Pada acara itu, 640 gladiator bertarung dengan mengenakan baju besi yang terbuat dari perak murni. 19 tahun kemudian, Caesar mengulangi kemenangannya dengan munus lainnya. Kali ini untuk putrinya yang telah meninggal selama hampir satu dekade.
Caesar tidak hanya memasukkan pertarungan antara gladiator yang diperbudak, tetapi juga pertarungan spektakuler antara dua anggota aristokrasi Romawi yang secara tidak bijaksana mendukung lawan politik Caesar, Pompey.
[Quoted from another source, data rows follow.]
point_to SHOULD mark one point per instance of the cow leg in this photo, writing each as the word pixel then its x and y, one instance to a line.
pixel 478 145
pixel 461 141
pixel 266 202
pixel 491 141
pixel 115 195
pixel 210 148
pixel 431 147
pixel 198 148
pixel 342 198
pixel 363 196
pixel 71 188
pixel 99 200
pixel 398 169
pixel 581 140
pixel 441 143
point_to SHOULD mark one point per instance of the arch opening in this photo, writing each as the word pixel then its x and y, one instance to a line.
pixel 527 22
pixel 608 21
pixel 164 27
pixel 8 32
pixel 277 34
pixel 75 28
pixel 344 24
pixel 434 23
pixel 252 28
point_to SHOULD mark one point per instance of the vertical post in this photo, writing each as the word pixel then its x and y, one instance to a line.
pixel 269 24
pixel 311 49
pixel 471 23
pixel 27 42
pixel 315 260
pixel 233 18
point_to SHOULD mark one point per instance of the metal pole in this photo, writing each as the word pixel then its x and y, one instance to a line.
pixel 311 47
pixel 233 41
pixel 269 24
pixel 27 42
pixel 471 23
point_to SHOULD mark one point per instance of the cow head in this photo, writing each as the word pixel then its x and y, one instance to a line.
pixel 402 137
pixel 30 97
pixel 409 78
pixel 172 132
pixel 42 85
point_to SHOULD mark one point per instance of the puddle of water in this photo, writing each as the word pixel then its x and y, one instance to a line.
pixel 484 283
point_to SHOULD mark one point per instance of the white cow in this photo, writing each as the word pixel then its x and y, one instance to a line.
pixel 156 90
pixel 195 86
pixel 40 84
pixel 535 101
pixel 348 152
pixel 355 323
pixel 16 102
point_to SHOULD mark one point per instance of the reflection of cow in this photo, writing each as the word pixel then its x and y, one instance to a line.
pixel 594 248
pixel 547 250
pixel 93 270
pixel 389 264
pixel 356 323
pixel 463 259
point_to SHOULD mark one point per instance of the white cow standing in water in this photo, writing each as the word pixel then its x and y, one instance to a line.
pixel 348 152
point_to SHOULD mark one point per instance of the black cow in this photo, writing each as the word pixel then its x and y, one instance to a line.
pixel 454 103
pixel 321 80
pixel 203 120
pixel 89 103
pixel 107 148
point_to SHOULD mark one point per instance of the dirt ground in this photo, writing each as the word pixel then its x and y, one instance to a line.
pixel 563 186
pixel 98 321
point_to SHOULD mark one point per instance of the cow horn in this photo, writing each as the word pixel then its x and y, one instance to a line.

Dalam waktu 1 tahun setelah pertandingan tersebut, Caesar telah dibunuh oleh anggota Senat Romawi. Romawi pun terjerumus ke dalam perang saudara. Selama era Kekaisaran, kaisar melarang munus diselenggarakan oleh individu tanpa izin tertulis.
Namun ini tidak berarti akhir dari pertarungan gladiator. Sebaliknya, pertarungan tersebut menjadi tontonan yang dikelola kekaisaran.
Karena itu, pertarungan dimaksudkan untuk menghormati kaisar. Selain itu juga untuk meningkatkan popularitas kaisar di kalangan rakyat jelata yang masih haus akan darah, roti, dan sirkus.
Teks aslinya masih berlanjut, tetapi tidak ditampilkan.